Conforme levantamento feito pelo jornal Estado de Minas na semana passada, nozes, uvas passas, tâmaras, figo turco, castanha potuguesa, panetones, azeites e vinhos importados são os itens mais destacados aos quais o varejo informa ter repassado o benefício da queda do dólar ou estabilidade dos preços no exterior. Uma das empresas que investiu na compra sem intermediários, o Verdemar Supermercados & Padaria, rede de cinco lojas, chega a contabilizar quase 50% de redução dos preços de panetones italianos da marca Bistefani, segundo o sócio e diretor comercial Alexandre Poni.

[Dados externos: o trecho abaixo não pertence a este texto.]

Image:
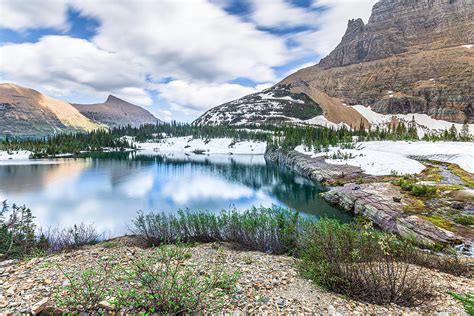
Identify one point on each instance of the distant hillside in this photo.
(28, 113)
(276, 104)
(411, 57)
(115, 112)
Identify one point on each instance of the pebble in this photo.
(269, 285)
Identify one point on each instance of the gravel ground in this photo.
(268, 284)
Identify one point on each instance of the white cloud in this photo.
(197, 44)
(280, 14)
(196, 97)
(184, 41)
(22, 15)
(61, 65)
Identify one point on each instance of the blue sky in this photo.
(177, 58)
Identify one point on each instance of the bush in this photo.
(70, 238)
(464, 219)
(163, 282)
(84, 291)
(17, 233)
(272, 230)
(363, 263)
(467, 301)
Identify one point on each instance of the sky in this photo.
(176, 58)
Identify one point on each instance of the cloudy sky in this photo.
(177, 58)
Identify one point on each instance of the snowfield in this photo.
(386, 157)
(424, 122)
(212, 146)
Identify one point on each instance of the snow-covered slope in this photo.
(386, 157)
(188, 144)
(276, 104)
(424, 122)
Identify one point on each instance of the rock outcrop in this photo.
(378, 202)
(28, 113)
(314, 168)
(115, 112)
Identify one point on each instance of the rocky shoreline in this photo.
(267, 284)
(382, 202)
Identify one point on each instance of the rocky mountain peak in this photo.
(111, 99)
(398, 26)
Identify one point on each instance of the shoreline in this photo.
(352, 190)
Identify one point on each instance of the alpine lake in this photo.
(108, 189)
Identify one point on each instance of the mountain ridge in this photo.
(115, 112)
(26, 112)
(412, 56)
(29, 113)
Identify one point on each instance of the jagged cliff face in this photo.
(115, 112)
(27, 113)
(399, 26)
(413, 56)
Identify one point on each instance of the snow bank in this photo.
(424, 122)
(386, 157)
(320, 120)
(212, 146)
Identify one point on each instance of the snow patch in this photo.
(211, 146)
(424, 122)
(387, 157)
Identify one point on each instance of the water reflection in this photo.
(108, 189)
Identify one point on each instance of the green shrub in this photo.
(85, 290)
(272, 230)
(467, 301)
(17, 232)
(166, 282)
(363, 263)
(464, 219)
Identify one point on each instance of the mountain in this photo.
(270, 105)
(115, 112)
(28, 113)
(412, 56)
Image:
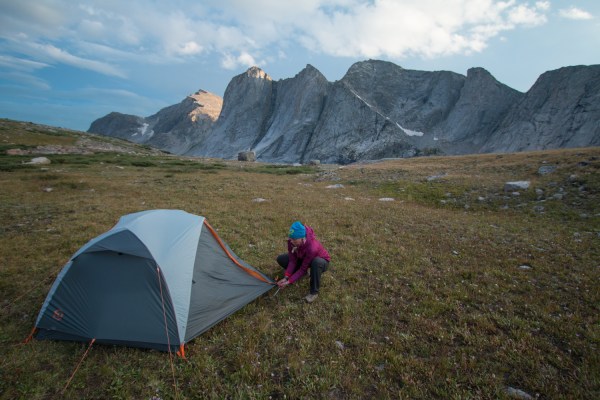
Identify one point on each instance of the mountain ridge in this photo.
(377, 110)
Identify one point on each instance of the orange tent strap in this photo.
(181, 351)
(249, 271)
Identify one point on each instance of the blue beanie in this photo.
(297, 230)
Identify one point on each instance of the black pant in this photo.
(317, 266)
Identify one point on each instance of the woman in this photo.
(304, 252)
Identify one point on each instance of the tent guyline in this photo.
(108, 290)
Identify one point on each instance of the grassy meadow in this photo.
(450, 289)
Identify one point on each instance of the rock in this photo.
(393, 112)
(16, 152)
(39, 160)
(516, 185)
(246, 156)
(436, 177)
(517, 393)
(547, 169)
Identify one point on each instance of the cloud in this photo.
(20, 64)
(231, 62)
(56, 54)
(242, 32)
(575, 14)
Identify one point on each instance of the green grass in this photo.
(425, 297)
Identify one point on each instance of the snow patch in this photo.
(143, 131)
(410, 132)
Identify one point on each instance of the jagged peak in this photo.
(257, 73)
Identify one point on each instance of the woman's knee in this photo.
(283, 260)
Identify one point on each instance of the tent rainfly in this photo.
(156, 280)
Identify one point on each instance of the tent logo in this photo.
(58, 314)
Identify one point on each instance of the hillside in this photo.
(444, 282)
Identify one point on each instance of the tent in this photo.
(157, 279)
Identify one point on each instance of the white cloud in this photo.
(575, 13)
(242, 31)
(231, 62)
(21, 64)
(61, 56)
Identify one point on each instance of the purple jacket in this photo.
(306, 253)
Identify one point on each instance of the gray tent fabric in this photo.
(157, 279)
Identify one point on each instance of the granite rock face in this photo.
(562, 109)
(174, 129)
(377, 110)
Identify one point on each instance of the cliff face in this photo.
(562, 109)
(175, 128)
(376, 110)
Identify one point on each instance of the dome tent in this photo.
(154, 272)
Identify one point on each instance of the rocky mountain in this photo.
(377, 110)
(175, 128)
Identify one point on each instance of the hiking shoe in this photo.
(311, 297)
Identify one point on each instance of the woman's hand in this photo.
(283, 283)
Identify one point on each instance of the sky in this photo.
(66, 63)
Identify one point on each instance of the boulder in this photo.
(39, 160)
(246, 156)
(516, 185)
(546, 169)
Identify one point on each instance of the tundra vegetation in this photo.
(453, 288)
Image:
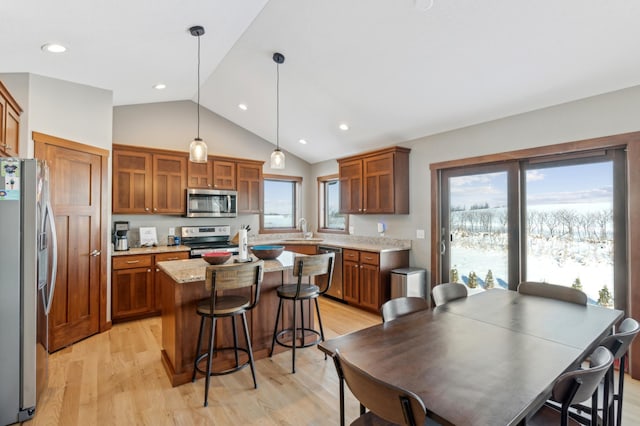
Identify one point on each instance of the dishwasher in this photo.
(335, 291)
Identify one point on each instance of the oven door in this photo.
(211, 203)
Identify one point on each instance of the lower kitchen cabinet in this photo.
(135, 291)
(366, 276)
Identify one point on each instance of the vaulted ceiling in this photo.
(394, 70)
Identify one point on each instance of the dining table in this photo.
(488, 359)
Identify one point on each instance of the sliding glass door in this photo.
(559, 219)
(477, 226)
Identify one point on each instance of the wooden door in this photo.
(350, 186)
(78, 179)
(199, 174)
(224, 174)
(378, 184)
(249, 187)
(169, 183)
(132, 182)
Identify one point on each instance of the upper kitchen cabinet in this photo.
(9, 124)
(375, 182)
(148, 181)
(214, 174)
(249, 186)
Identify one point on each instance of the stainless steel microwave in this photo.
(211, 203)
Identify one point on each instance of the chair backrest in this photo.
(314, 265)
(394, 308)
(619, 342)
(443, 293)
(579, 385)
(234, 276)
(553, 291)
(391, 403)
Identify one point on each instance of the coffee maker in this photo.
(120, 240)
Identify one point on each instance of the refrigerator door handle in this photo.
(54, 266)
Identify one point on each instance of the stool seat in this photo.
(225, 305)
(289, 291)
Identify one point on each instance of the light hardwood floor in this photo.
(116, 378)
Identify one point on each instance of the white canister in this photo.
(243, 244)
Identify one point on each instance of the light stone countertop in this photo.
(192, 270)
(373, 244)
(149, 250)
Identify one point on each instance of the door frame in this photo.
(39, 142)
(631, 143)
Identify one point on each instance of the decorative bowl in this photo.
(267, 252)
(216, 258)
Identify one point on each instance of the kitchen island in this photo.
(182, 286)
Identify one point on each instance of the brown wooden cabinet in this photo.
(214, 174)
(132, 293)
(224, 174)
(375, 182)
(249, 186)
(135, 286)
(366, 276)
(9, 124)
(148, 181)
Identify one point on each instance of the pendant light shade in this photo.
(198, 148)
(277, 156)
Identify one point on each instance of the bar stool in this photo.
(226, 278)
(303, 266)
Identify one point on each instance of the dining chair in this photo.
(387, 403)
(443, 293)
(244, 281)
(572, 388)
(618, 343)
(553, 291)
(304, 268)
(394, 308)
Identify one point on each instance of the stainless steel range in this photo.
(205, 239)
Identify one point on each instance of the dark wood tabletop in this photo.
(489, 359)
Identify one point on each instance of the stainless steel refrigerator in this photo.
(27, 282)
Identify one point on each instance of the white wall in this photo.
(69, 111)
(602, 115)
(172, 125)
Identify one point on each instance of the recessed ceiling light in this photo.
(53, 48)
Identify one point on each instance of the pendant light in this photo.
(198, 148)
(277, 156)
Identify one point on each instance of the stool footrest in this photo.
(203, 357)
(303, 332)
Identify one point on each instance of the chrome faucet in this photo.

“Dependendo da oferta e da procura, ainda vamos ver mais reduções de preços. A variação cambial nos permitiu ofertar muito mais alimentos e bebidas e trazer novidades às lojas”, afirma. Os panetones italianos de meio quilo estão sendo ofertados a R$ 18,98, como chamarizes da lista de itens privilegiados no marketing da rede. O consumidor encontra o uísque escocês Grande Macnish a R$ 49,98 e a garrafa de 500 ml do azeite português da marca própria da rede a R$ 9,98, ante o preço de R$ 12,98 de dezembro do ano passado.
Outro benefício do dólar baixo, de acordo com Alexandre Poni, está no fato de proporcionar ao varejo compensar diferenças de preços relacionadas à sazonalidade da oferta, como no caso das frutas secas. Exemplo disso é o figo turco empacotado que o Verdemar oferece a R$ 21,98 por quilo, 12% abaixo do preço final do produto no ano passado (R$ 24,98).

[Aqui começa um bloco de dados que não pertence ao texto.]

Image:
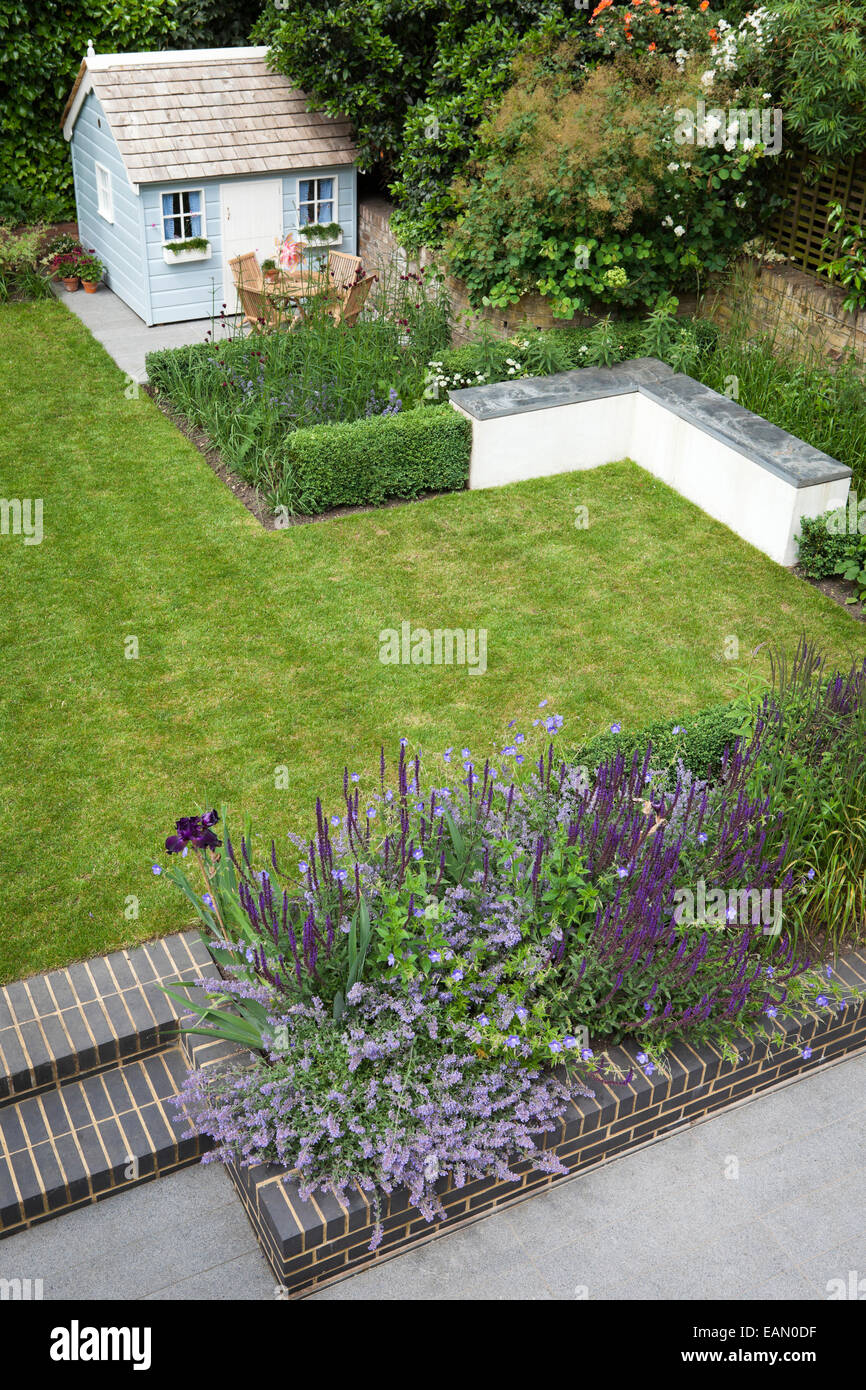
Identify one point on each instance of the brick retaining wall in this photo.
(310, 1243)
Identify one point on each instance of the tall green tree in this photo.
(819, 50)
(41, 52)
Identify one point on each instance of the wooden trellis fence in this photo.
(799, 228)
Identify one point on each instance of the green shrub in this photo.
(699, 745)
(20, 274)
(371, 460)
(584, 189)
(822, 549)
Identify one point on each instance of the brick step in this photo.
(72, 1144)
(93, 1015)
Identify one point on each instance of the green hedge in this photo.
(370, 460)
(699, 747)
(819, 548)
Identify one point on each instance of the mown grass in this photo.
(260, 648)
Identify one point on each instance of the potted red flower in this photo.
(91, 271)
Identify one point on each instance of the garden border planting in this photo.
(320, 1240)
(740, 469)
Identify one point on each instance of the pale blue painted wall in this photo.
(132, 246)
(118, 243)
(189, 289)
(346, 202)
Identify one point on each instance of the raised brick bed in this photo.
(320, 1240)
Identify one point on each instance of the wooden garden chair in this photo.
(249, 282)
(348, 309)
(344, 270)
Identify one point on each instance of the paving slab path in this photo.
(124, 335)
(762, 1201)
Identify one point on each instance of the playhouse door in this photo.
(250, 211)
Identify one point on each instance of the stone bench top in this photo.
(788, 458)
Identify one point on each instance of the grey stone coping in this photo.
(781, 453)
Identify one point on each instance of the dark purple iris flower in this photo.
(193, 830)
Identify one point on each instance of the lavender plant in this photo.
(452, 954)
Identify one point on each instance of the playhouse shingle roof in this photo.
(182, 116)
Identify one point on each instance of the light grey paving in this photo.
(124, 335)
(182, 1236)
(762, 1203)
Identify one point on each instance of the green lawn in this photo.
(260, 648)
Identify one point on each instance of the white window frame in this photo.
(316, 202)
(104, 192)
(181, 192)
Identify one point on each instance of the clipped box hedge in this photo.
(701, 747)
(367, 462)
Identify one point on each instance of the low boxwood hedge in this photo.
(367, 462)
(699, 742)
(823, 544)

A maré favorável das importações levou o comerciante Antônio Sérgio Tavares, dono do Império dos Cocos, empresa especializada em artigos de delicatessen do Mercado Central de Belo Horizonte, a remarcar para baixo o quilo da castanha portuguesa, oferecida a R$ 42 na semana passada, R$ 4 por quilo a menos na comparação com a primeira remessa. “À medida em que a oferta aumenta, a negociação com o importador é possível e nós não podemos deixar de considerar a grande concorrência com o colega ao lado e os supermercados”, afirma.
As tâmaras importadas do Irã e da Califórnia já ensaiam um comportamento mais favorável ao consumidor, com uma diminuição de quase 42% entre os R$ 24 por quilo cobrados nesta época em 2009 e os R$ 14 anunciados nas tabuletas na semana passada. Eduardo Carlos de Campos, gerente do Empório Ananda, instalado no Mercado Central de BH, diz que a oferta crescerá nas próximas semanas, sinal de que os preços têm fôlego para emagrecer, caso clássico das castanhas portuguesas. “Até uma semana antes do Natal, o consumidor deverá perceber baixas de preços”, afirma.